ML: Maybe the speed of technical development has been so breathtaking that
grand theories are still on their way. It takes always time to build up a
comprehensive view of a period in history but I'm eager to see it after
all the hype. In this era sociologists (Castells, Bourdieu, Zizek) and
linguists (Chomsky) seem to do the most interesting job. Last years I have
concentrated to gender issues in order to understand what was happening to
concepts like "woman" and "man" but my need to understand rapidly changing
conditions in society and economics is growing. The consumerism (which has
replaced former ideologies) we encounter in our everyday life doesn't hide
a revolution which has been going on for some time. Nokia´s year budget is
bigger than the government budget of Finland. Who controls Nokia? The main
shareholders. But who are they? What is their interest? Who controls a
country, we could as well ask. Intellectuals has been surprisingly silent
on these issues. For a long time it has not been fashionable to criticize
society, the media - or individual companies. What was fashionable was to
chose between brands. there is so much to observe and analyze. Media
critics could offer some interesting views. 

GL: How do you interpret the mobile phone mania and where do you fit
critical and artistic content and interface design in the current
explosion of telecommunication? Everybody will be a WAP artists for the
time of a telephone call? 

ML: I find interesting how our ideas of communication are changing so
rapidly. Availability and accessibility are changing our "art of
existence"  faster than we care to notice. We want to be anchored in time,
that is why we buy the latest tools. The drive of the market is absolutely
amazing.  Wireless communication creates an odd combination of distance
and intimacy, which seems to be immensely seductive. Especially among
youngsters: SMS- text messages are extremely popular in Finland, so are
the mobile phone desktop images. If it will bring new art forms, I don't
know which but I am interested in that code language too.

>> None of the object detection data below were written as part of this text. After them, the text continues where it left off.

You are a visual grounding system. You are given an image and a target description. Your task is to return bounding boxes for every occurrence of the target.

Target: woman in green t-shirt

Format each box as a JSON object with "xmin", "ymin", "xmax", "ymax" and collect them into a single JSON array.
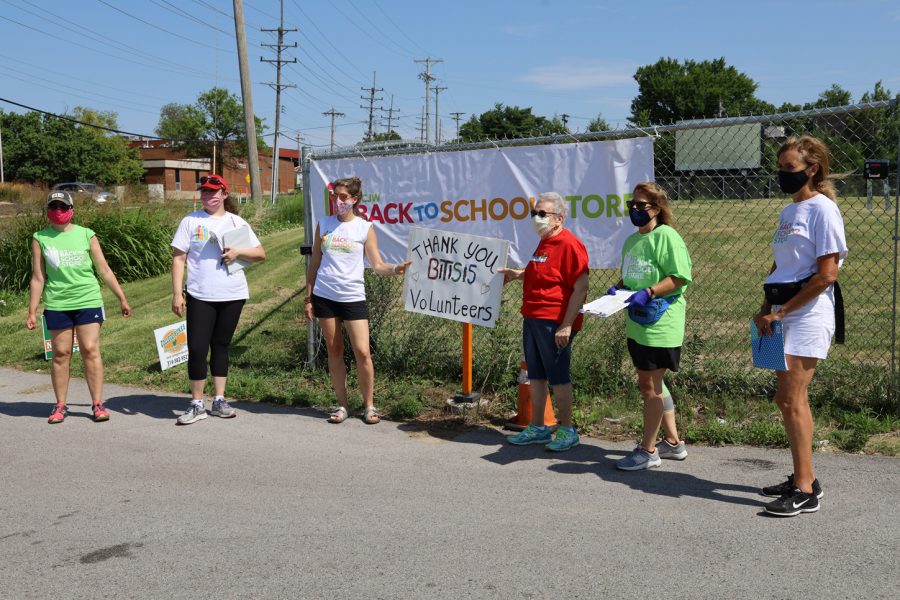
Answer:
[
  {"xmin": 25, "ymin": 192, "xmax": 131, "ymax": 423},
  {"xmin": 609, "ymin": 181, "xmax": 691, "ymax": 471}
]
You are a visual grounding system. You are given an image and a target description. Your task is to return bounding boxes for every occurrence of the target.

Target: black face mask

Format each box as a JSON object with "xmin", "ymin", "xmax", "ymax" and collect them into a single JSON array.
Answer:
[
  {"xmin": 778, "ymin": 169, "xmax": 809, "ymax": 194},
  {"xmin": 628, "ymin": 208, "xmax": 653, "ymax": 227}
]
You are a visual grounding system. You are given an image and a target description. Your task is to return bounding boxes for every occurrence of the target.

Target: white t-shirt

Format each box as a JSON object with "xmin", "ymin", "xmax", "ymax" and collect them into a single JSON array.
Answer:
[
  {"xmin": 313, "ymin": 216, "xmax": 372, "ymax": 302},
  {"xmin": 766, "ymin": 194, "xmax": 847, "ymax": 358},
  {"xmin": 172, "ymin": 210, "xmax": 260, "ymax": 302}
]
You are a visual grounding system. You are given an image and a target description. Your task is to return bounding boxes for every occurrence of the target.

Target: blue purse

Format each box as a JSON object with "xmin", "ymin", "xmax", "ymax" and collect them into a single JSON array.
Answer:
[{"xmin": 628, "ymin": 294, "xmax": 681, "ymax": 325}]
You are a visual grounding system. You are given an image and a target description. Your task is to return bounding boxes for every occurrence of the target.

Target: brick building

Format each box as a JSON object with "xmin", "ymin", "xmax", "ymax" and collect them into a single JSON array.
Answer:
[{"xmin": 131, "ymin": 140, "xmax": 300, "ymax": 199}]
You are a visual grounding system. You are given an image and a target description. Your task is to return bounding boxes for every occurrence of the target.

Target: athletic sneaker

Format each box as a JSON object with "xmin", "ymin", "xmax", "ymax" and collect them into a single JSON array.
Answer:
[
  {"xmin": 91, "ymin": 402, "xmax": 109, "ymax": 423},
  {"xmin": 506, "ymin": 423, "xmax": 553, "ymax": 446},
  {"xmin": 544, "ymin": 426, "xmax": 578, "ymax": 452},
  {"xmin": 47, "ymin": 404, "xmax": 68, "ymax": 425},
  {"xmin": 175, "ymin": 403, "xmax": 206, "ymax": 425},
  {"xmin": 209, "ymin": 398, "xmax": 237, "ymax": 419},
  {"xmin": 656, "ymin": 438, "xmax": 687, "ymax": 460},
  {"xmin": 759, "ymin": 473, "xmax": 825, "ymax": 498},
  {"xmin": 766, "ymin": 488, "xmax": 819, "ymax": 517},
  {"xmin": 616, "ymin": 444, "xmax": 662, "ymax": 471}
]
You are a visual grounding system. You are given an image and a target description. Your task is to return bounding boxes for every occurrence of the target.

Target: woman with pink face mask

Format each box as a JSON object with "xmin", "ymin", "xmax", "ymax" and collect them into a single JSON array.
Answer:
[
  {"xmin": 25, "ymin": 192, "xmax": 131, "ymax": 424},
  {"xmin": 172, "ymin": 174, "xmax": 266, "ymax": 425},
  {"xmin": 306, "ymin": 177, "xmax": 411, "ymax": 425}
]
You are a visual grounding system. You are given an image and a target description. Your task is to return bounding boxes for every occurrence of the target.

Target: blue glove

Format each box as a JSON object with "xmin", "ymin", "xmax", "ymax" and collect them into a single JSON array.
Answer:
[{"xmin": 625, "ymin": 288, "xmax": 651, "ymax": 306}]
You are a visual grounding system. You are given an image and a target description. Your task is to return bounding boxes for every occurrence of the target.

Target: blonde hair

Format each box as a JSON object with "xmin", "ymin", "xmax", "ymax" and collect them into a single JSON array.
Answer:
[
  {"xmin": 778, "ymin": 135, "xmax": 837, "ymax": 200},
  {"xmin": 632, "ymin": 181, "xmax": 675, "ymax": 227}
]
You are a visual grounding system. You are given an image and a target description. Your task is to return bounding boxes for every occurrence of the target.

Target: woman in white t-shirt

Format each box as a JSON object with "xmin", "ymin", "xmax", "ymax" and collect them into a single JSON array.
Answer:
[
  {"xmin": 172, "ymin": 175, "xmax": 266, "ymax": 425},
  {"xmin": 306, "ymin": 177, "xmax": 411, "ymax": 425},
  {"xmin": 754, "ymin": 135, "xmax": 847, "ymax": 517}
]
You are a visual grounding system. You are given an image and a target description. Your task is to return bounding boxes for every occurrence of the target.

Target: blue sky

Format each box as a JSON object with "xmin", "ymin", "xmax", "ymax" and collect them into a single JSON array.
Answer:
[{"xmin": 0, "ymin": 0, "xmax": 900, "ymax": 147}]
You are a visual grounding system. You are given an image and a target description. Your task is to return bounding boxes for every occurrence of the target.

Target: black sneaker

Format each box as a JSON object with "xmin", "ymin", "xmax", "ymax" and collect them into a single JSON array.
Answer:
[
  {"xmin": 759, "ymin": 473, "xmax": 825, "ymax": 498},
  {"xmin": 765, "ymin": 488, "xmax": 819, "ymax": 517}
]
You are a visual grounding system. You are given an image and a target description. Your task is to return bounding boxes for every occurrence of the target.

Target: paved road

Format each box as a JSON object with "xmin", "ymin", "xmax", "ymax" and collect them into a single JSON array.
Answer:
[{"xmin": 0, "ymin": 369, "xmax": 900, "ymax": 600}]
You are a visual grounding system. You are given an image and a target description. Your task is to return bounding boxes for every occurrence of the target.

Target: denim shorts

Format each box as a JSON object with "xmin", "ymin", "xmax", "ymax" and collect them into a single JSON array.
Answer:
[
  {"xmin": 44, "ymin": 306, "xmax": 106, "ymax": 331},
  {"xmin": 522, "ymin": 317, "xmax": 575, "ymax": 386}
]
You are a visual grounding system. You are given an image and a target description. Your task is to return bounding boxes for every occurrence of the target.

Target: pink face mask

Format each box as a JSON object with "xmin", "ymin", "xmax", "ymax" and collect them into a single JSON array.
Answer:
[
  {"xmin": 200, "ymin": 192, "xmax": 222, "ymax": 212},
  {"xmin": 47, "ymin": 208, "xmax": 75, "ymax": 225},
  {"xmin": 334, "ymin": 198, "xmax": 353, "ymax": 217}
]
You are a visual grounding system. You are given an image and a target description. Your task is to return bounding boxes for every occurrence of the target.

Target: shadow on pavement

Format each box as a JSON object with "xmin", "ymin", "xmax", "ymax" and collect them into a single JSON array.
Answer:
[{"xmin": 426, "ymin": 429, "xmax": 761, "ymax": 508}]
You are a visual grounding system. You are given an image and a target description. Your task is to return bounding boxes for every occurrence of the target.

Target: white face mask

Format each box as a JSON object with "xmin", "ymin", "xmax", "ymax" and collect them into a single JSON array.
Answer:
[{"xmin": 531, "ymin": 215, "xmax": 553, "ymax": 237}]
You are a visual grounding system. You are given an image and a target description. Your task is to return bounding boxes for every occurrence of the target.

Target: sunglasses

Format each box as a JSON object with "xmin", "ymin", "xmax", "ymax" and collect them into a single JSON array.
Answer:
[
  {"xmin": 628, "ymin": 201, "xmax": 656, "ymax": 210},
  {"xmin": 200, "ymin": 175, "xmax": 225, "ymax": 185}
]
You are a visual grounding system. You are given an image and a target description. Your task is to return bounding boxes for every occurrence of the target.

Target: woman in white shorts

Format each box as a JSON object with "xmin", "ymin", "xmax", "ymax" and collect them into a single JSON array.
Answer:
[{"xmin": 754, "ymin": 135, "xmax": 847, "ymax": 517}]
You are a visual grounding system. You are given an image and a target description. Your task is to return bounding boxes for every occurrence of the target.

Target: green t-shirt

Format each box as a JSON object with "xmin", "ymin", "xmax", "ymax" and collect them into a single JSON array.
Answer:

Artists can use
whatever medium but the medium itself doesn't make art. It has been always
difficult for the art world to accept new mediums for artistic expression.
It is again question of power, like in any human system. Those who have
it, tend to keep it out of reach of others. Newcomers have to prove their
plausibility. But if I were a poet, I would immediately start a Poem Phone
where one can get max 400 characters haiku's to the screen of mobile phone
and the money would go to the poets' own pocket. No publisher between. I
am planning to use wireless WAP/ 3G as one of the four platform of my next
work. My reasons are merely experimental. If the manus I'm working on at
the moment fits to a new platform, I'm curious to see how it functions and
what will be the response from the audience. The most attractive thing in
new media for an artist is to find new, unexpectable audiences.